The Project brought together three related components - monitoring, habitat enhancement and natural heritage - under the Bay of Quinte Remedial Action Plan. The bay is a narrow inlet, about 100 km in length, on the north shore of Lake Ontario near the eastern outlet of the lake. Among the environmental challenges in the Area of Concern is the loss of fish and wildlife habitat, particularly wetlands, due to shoreline development.

The osprey monitoring involved installing nesting platforms, tracking the number of nests and activity within those nests and providing the live video of an active nest. In addition, more than 60 community volunteers became “citizen scientists” for the Project, helping to monitor five coastal wetlands along the shoreline of the bay and listening and watching for wetland birds and amphibians. So far, this monitoring suggests that the Bay of Quinte’s wetlands are healthy and productive habitat for a large variety of fish and wildlife.

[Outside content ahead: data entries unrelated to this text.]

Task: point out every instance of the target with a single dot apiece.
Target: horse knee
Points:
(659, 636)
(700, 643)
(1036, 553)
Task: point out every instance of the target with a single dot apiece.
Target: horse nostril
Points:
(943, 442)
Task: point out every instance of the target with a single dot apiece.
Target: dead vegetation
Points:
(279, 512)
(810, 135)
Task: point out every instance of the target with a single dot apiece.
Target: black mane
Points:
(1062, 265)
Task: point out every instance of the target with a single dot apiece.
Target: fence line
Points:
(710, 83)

Under its habitat enhancement component, the Project provides funding for environmental improvements to owners of property alongside watercourses and wetlands that drain into the bay. In 2012, the Project supported five livestock fencing projects, the creation of three plant buffer zones, two shoreline naturalization projects, and two well projects. Project partners also started a habitat improvement project in Big Island Marsh, to address issues raised by the control of water levels in Lake Ontario and the resulting establishment of extensive stands of cattails at the expense of other plant community types. Channels were excavated through the cattails, providing increased open water. Follow-up monitoring found that the channels now are supporting numerous fish and wildlife species, including at least two species at risk - the Blandings Turtle and the American Eel.

Finally, the Project’s natural heritage component is focusing on working with local municipalities. The goal is to encourage municipalities to adopt the Remedial Action Plan’s Natural Heritage Strategy into their local official development plans.